School District Has New Business Administrator
Tuesday, January 22, 2013 • 12:37pm
PATERSON, NJ – Richard Kilpatrick once monitored the finances of the Paterson school district as part of his job with the New Jersey Department of Education.
Starting next week, Kilpatrick will be on Paterson Public Schools’ payroll as the district’s latest business administrator, a position that has been filled by a revolving door of five other people during the past two years.
The district is paying Kilpatrick $175,000, or $15,000 more than what Paterson’s last permanent school business administrator was making. In coming to Paterson, Kilpatrick is leaving his $110,000 job as school business administrator in Jamesburg, a position he took in May 2012, according to a story by The Sentinel.
“Richard comes to Paterson with a wealth of knowledge and experience as an auditor and business administrator in this state, and for having worked in the private sector in this region,’’ said Paterson’s state-appointed superintendent, Donnie Evans, in a written statement. “His previous experience in Paterson made him a unique candidate because he is acutely aware of the DOE’s expectations for a state operated district.’’
“Further, during his time here, he developed strong, positive relationships with the district staff,’’ continued Evans’ statement. “Richard’s demonstrated competence and leadership skills are important for a district of our size; and we are extremely pleased to have him joining us to help us maintain stability in our fiscal operations.’’
Paterson Public Schools has a budget of about $550 million and in recent years the district has relied on tapping into its surplus accounts to balance the budget. Officials have warned that the district faces an impending budget problem in upcoming years because of that practice.
“We definitely need someone who’s going to come in and review our finances and our contracts,’’ said Board of Education President Christopher Irving.

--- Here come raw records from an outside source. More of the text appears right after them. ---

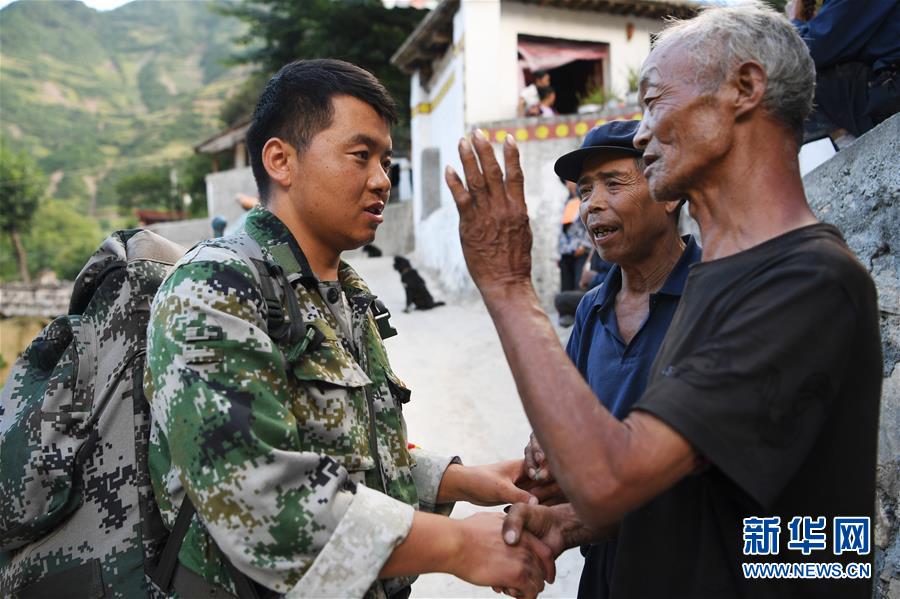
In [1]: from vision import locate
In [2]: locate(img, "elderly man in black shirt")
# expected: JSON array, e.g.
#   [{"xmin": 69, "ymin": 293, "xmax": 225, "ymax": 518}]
[{"xmin": 447, "ymin": 3, "xmax": 881, "ymax": 598}]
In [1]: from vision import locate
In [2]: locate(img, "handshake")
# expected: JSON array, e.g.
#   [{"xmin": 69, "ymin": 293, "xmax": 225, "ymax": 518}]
[{"xmin": 439, "ymin": 435, "xmax": 602, "ymax": 598}]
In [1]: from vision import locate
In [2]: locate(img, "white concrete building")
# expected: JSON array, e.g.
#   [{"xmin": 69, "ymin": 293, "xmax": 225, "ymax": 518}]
[{"xmin": 391, "ymin": 0, "xmax": 698, "ymax": 305}]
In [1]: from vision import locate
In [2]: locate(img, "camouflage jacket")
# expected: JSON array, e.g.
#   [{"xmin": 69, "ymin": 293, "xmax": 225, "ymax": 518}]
[{"xmin": 144, "ymin": 209, "xmax": 455, "ymax": 597}]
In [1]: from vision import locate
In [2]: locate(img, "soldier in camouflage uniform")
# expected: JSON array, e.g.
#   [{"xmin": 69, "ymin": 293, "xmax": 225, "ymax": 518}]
[{"xmin": 145, "ymin": 60, "xmax": 553, "ymax": 597}]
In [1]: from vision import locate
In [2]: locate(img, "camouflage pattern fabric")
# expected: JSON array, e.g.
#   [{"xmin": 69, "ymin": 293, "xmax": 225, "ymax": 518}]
[
  {"xmin": 144, "ymin": 208, "xmax": 452, "ymax": 597},
  {"xmin": 0, "ymin": 230, "xmax": 184, "ymax": 598}
]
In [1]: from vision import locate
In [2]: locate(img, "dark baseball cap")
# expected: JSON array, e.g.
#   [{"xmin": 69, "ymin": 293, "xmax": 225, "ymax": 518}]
[{"xmin": 553, "ymin": 121, "xmax": 644, "ymax": 182}]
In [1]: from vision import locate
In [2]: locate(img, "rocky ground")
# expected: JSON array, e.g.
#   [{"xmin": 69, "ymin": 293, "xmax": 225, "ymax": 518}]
[{"xmin": 348, "ymin": 253, "xmax": 583, "ymax": 598}]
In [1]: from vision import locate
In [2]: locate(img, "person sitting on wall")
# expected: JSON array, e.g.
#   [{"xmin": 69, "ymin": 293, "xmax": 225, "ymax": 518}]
[{"xmin": 785, "ymin": 0, "xmax": 900, "ymax": 148}]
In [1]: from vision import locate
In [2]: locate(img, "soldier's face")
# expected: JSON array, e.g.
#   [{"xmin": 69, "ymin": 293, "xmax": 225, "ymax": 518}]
[{"xmin": 290, "ymin": 96, "xmax": 391, "ymax": 252}]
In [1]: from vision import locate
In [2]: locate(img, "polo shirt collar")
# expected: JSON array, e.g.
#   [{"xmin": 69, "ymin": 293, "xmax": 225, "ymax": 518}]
[
  {"xmin": 656, "ymin": 235, "xmax": 702, "ymax": 297},
  {"xmin": 595, "ymin": 235, "xmax": 702, "ymax": 310}
]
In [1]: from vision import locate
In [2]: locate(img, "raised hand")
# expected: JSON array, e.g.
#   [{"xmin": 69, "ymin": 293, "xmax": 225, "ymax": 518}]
[
  {"xmin": 445, "ymin": 131, "xmax": 532, "ymax": 295},
  {"xmin": 449, "ymin": 512, "xmax": 556, "ymax": 599}
]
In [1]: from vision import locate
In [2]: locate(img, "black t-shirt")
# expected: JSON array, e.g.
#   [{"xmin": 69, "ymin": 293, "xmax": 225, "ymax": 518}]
[{"xmin": 611, "ymin": 224, "xmax": 882, "ymax": 599}]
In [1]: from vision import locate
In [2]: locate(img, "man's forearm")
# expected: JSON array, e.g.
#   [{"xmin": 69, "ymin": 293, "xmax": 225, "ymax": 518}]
[
  {"xmin": 482, "ymin": 285, "xmax": 627, "ymax": 526},
  {"xmin": 379, "ymin": 512, "xmax": 463, "ymax": 578}
]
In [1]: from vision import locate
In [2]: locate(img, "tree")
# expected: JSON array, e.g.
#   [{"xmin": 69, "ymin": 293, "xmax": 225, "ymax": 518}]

“It’s important that you have someone qualified in the position of business administrator,’’ said board member Errol Kerr, chairman of the finance committee. “After all, you can’t do much without resources. You need someone who can look at things and warn the superintendent if they see problems.’’
Board members said the decision to hire Kilpatrick was made by Evans.
The revolving door in the district’s business office goes back two years, when Evans terminated Frances Finkelstein, the business administrator who had been working under his predecessor. Finkelstein sued the district and ended up getting a $165,000 settlement.
After Finkelstein, the district retained two interim business administrators - Joseph Amatuzzi and David Rinderknecht - for eight months, paying them $750 per day under contracts worth $140,000 apiece. Then, the district hired Carol Fredericks for $160,000 in August 2011. But she left after five months when she received a $600,000 settlement from a previous employer, the Atlantic City Board of Education. District employee Daisy Ayala then served as interim business administrator for about a year. She was paid $140,000.
Kilpatrick had worked for the state education department for four years. Before that, he was business administrator of West Amwell public schools for 16 months and business administrator of a charter school in Camden County for 16 months. He also held various auditing positions at New Jersey Institute of Technology, Rutgers University and Kean College.